Na Insertion and Extraction Reaction of Li2-XMnO3 for the Use As a Positive Electrode Material of the Room Temperature Na Ion Battery

Sodium ion battery (SIB) is attracting much attention as alternative to the lithium ion battery (LIB) due to the wide and uniform distribution of sodium all over the world which can consequently lead to the lower cost than lithium. Up to now, various types of positive electrode materials for SIB  have been reported⁽¹⁾⁽²⁾many of which their structures are similar to those of the LIBs.  

For the positive electrodes of the LIBs, Li₂MnO₃ is one of the promising materials because of its high reversible capacity of more than 200 mAhg^-1(3). Were “Na₂MnO₃” present, it would also work as a good electrode for the SIB. But no one has yet succeeded in synthesizing “Na₂MnO₃”. In the present study, we investigated the Na insertion/extration behavior of Li_2-xMnO₃ which was prepared by extracting Li from Li₂MnO₃through the electrochemical charging process. Also investigated were the detailed crystal structure of the samples and structural change during the charge and discharge process. 

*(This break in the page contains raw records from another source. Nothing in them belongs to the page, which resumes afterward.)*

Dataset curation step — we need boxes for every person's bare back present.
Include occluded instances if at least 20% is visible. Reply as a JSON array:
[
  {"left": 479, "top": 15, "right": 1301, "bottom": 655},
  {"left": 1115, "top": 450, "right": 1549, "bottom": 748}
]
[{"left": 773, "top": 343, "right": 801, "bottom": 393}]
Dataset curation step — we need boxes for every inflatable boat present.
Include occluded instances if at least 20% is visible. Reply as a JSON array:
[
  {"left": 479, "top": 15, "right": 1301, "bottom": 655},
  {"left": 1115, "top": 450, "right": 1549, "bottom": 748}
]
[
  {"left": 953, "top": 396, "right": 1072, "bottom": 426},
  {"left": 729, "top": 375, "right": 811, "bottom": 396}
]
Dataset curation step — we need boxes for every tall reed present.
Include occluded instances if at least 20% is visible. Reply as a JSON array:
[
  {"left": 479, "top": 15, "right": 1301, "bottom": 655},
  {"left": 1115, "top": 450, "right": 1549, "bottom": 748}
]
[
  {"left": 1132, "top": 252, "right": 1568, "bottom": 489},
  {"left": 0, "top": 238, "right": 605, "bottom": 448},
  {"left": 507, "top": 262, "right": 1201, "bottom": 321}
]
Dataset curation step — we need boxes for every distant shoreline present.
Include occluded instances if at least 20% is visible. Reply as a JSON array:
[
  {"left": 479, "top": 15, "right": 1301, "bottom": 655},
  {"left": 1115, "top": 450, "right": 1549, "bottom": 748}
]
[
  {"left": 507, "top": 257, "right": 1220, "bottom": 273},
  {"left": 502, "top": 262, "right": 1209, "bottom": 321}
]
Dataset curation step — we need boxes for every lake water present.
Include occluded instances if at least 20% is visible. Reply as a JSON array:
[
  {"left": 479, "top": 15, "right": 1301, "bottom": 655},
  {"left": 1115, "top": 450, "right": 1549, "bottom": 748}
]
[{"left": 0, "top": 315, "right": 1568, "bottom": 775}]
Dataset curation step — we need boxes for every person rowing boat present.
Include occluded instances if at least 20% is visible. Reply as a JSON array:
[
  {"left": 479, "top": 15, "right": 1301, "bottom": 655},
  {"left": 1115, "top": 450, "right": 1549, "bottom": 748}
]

The initial sample, Li₂MnO₃, was obtained by heating a mixture consisting of Li₂CO₃, Mn₂O₃ in the temperature range between 400 and 1000 ^oC for 10 h in air. The electrode was prepared by attaching a mixture of the prepared Li₂MnO₃ (84 wt.%), acetylene black (AB, 8 wt.%) and polytetrafluoroethylene (PTFE, 8 wt.%) to aluminum mesh. The electrochemical test of the electrodes was conducted in CR2032 type coin cell, consisting of the electrode and  lithium or sodium metal foils as the counter electrodes and 1 M APF₆ /EC-DEC (A = Li or Na, 50 : 50 vol.%) as the electrolytes. At first, the electrodes were charged up to 4.95 V (vs. Li/Li⁺) at the current density of 10 mAg^-1 to extract Li from Li₂MnO₃. The positive electrode after the lithium extraction was taken out of the cell and washed with dimethyl-carbonate to remove residual salt such as LiPF₆. The present phase of the samples and the in-situstructural change during the charge/discharge process were examined using XRD with Cu-Kα and Mo-Kα radiation, respectively.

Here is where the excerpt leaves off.